The co-chaperone BAG3 is involved in the autophagic clearance of aggregation-prone proteins (aggrephagy), such as the Alzheimer’s-associated protein tau. Aggrephagy dysfunctions play a deleterious role in the development of neurodegenerative diseases. This collaborative project aims to unveil the molecular and functional principles that regulate BAG3- and HDAC6-mediated aggrephagy in neurodegeneration. 

   The Kaulich Group will characterize ATG/Ub3 ligase-dependencies in BAG3-mediated aggrephagy by CRISPR genomics. More specifically, this part of the project will identify ubiquitin-system dependencies of BAG3-mediated autophagy and aggrephagy, characterize direct and redundancy-mediated ATG8 effects on BAG3-mediated aggrephagy, and map the BAG3-dependent functional autophagy and aggrephagy-landscape.

   The Behl group will profile the aggresomal content under different paradigms such as BAG3 or HDAC6 deficiency to functionally characterize the target proteins. To characterize the precise BAG3 dependency of target proteins such as mutant tau or SOD in vitro as well as in vivo, this project part will profile autophagosomes from different neuronal cell models and from murine brain tissues for different disease-associated BAG3 variants. Together with the Kaulich group, we will dissect the mechanistic basis of BAG3-mediated aggrephagy in detail at the genomic and proteomic level.
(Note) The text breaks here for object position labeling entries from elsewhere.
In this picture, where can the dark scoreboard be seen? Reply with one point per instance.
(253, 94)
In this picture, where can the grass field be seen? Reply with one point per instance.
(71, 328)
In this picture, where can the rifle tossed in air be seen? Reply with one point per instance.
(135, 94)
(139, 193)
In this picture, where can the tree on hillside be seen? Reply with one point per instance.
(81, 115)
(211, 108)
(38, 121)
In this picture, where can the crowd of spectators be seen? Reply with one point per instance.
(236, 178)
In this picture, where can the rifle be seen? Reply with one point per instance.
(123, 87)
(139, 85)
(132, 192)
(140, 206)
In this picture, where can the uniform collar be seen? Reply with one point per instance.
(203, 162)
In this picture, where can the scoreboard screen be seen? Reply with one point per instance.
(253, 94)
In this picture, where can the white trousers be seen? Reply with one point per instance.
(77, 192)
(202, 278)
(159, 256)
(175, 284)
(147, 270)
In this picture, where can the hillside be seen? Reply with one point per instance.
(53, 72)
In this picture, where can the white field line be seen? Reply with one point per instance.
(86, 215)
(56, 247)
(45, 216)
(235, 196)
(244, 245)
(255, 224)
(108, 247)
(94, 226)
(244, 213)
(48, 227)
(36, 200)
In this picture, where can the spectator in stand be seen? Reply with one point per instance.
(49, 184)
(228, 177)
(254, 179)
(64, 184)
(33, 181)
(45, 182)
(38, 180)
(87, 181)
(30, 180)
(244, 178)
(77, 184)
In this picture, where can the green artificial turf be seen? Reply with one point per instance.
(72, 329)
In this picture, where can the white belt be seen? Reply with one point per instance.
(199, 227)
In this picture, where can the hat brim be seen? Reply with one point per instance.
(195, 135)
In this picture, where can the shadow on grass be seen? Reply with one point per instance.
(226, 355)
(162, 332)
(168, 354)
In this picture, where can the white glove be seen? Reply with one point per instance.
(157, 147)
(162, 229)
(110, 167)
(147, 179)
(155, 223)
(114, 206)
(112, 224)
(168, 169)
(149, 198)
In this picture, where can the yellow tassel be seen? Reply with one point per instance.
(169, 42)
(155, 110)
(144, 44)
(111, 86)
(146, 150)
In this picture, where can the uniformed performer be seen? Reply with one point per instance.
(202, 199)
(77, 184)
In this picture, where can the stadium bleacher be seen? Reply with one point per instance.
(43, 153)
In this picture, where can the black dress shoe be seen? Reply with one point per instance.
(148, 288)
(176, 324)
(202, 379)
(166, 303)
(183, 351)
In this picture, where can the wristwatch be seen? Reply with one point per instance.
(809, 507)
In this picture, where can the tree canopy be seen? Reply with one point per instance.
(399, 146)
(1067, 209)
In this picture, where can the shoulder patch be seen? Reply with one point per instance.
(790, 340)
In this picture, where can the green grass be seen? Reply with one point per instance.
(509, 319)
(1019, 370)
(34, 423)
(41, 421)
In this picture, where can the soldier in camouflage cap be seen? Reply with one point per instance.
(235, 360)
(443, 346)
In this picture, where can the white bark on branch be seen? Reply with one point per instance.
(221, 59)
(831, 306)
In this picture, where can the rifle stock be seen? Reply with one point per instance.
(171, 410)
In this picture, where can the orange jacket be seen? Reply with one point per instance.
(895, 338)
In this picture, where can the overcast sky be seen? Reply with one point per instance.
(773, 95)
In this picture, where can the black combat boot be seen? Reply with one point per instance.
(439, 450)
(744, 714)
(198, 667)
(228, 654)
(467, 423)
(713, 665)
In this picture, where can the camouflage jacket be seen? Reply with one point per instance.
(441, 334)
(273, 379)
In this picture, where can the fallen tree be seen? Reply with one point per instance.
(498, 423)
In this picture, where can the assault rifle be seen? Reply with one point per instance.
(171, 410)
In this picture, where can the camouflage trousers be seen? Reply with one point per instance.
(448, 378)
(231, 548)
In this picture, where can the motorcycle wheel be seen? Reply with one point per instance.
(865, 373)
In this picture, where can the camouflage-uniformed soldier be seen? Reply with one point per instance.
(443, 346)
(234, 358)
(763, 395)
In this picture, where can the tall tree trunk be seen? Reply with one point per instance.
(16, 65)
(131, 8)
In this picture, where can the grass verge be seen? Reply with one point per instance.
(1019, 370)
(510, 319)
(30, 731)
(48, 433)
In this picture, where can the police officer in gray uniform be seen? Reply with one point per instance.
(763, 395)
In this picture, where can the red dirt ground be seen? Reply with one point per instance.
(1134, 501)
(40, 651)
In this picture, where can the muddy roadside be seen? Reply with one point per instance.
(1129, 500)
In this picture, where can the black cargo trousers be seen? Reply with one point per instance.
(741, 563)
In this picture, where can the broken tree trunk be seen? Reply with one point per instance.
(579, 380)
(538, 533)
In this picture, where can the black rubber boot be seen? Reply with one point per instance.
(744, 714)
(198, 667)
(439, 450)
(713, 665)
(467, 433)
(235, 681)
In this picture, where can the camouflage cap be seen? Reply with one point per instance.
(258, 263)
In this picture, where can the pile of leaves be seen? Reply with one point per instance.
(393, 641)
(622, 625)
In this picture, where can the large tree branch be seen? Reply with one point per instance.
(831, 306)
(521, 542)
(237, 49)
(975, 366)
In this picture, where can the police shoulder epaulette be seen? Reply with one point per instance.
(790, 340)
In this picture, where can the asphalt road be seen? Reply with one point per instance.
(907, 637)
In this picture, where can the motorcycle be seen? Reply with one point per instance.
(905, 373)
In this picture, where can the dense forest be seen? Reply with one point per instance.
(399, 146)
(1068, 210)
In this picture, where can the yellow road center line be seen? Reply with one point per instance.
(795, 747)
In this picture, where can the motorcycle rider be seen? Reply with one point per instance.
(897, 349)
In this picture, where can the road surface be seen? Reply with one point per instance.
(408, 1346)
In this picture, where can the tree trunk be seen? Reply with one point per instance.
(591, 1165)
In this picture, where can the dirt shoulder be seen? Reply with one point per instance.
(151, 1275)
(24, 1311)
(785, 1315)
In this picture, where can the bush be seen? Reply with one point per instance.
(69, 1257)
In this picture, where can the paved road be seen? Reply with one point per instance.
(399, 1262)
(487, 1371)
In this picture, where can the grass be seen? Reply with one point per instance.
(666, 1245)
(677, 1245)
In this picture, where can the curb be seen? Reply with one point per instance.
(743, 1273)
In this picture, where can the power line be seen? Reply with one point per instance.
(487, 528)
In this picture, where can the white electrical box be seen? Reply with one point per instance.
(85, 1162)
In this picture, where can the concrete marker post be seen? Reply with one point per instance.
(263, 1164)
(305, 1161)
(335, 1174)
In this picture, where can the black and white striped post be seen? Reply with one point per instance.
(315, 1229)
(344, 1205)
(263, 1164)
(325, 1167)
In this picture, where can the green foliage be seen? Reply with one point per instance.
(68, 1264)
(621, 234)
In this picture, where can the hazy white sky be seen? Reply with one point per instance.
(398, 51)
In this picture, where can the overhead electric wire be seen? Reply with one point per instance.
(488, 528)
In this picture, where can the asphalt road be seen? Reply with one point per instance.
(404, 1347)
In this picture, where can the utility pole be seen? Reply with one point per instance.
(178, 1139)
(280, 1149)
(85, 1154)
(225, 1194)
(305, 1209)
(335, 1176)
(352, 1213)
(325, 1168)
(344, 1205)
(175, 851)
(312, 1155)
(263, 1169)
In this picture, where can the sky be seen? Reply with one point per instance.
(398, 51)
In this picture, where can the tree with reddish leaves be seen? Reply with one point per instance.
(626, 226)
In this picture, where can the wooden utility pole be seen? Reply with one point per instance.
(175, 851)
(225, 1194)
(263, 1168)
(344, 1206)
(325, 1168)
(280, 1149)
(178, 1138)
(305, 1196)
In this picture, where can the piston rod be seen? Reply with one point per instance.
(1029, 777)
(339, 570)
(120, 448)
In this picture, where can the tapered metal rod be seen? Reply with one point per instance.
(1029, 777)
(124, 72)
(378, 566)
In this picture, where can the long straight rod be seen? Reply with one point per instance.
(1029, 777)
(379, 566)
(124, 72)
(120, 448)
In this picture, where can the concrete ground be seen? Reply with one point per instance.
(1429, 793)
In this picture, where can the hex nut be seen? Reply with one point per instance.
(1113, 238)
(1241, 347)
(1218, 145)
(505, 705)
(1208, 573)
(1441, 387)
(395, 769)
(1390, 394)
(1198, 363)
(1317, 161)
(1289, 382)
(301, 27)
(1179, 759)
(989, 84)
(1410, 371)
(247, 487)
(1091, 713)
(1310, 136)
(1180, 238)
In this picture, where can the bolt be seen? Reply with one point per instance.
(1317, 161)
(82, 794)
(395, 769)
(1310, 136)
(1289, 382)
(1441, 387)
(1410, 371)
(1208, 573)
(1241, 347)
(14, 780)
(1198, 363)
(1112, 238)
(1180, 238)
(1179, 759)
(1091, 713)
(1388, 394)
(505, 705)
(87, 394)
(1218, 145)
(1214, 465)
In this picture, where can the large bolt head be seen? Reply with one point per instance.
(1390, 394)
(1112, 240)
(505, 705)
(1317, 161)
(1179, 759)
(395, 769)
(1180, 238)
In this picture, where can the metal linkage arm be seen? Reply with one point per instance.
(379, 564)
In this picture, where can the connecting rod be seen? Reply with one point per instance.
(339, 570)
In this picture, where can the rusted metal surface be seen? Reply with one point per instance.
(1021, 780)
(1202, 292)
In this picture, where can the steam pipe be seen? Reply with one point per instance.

  The Heilemann group will develop fluorescence imaging methods for long acquisition times with high temporal resolution to follow the structural dynamics in BAG3-mediated aggrephagy in living cells across time scales. Two strategies will be followed: (i) the employment of renewable fluorophore labels that facilitate bleaching-independent fluorescence microscopy, and (ii) the integration of neural networks for content restoration in low-intensity microscopy.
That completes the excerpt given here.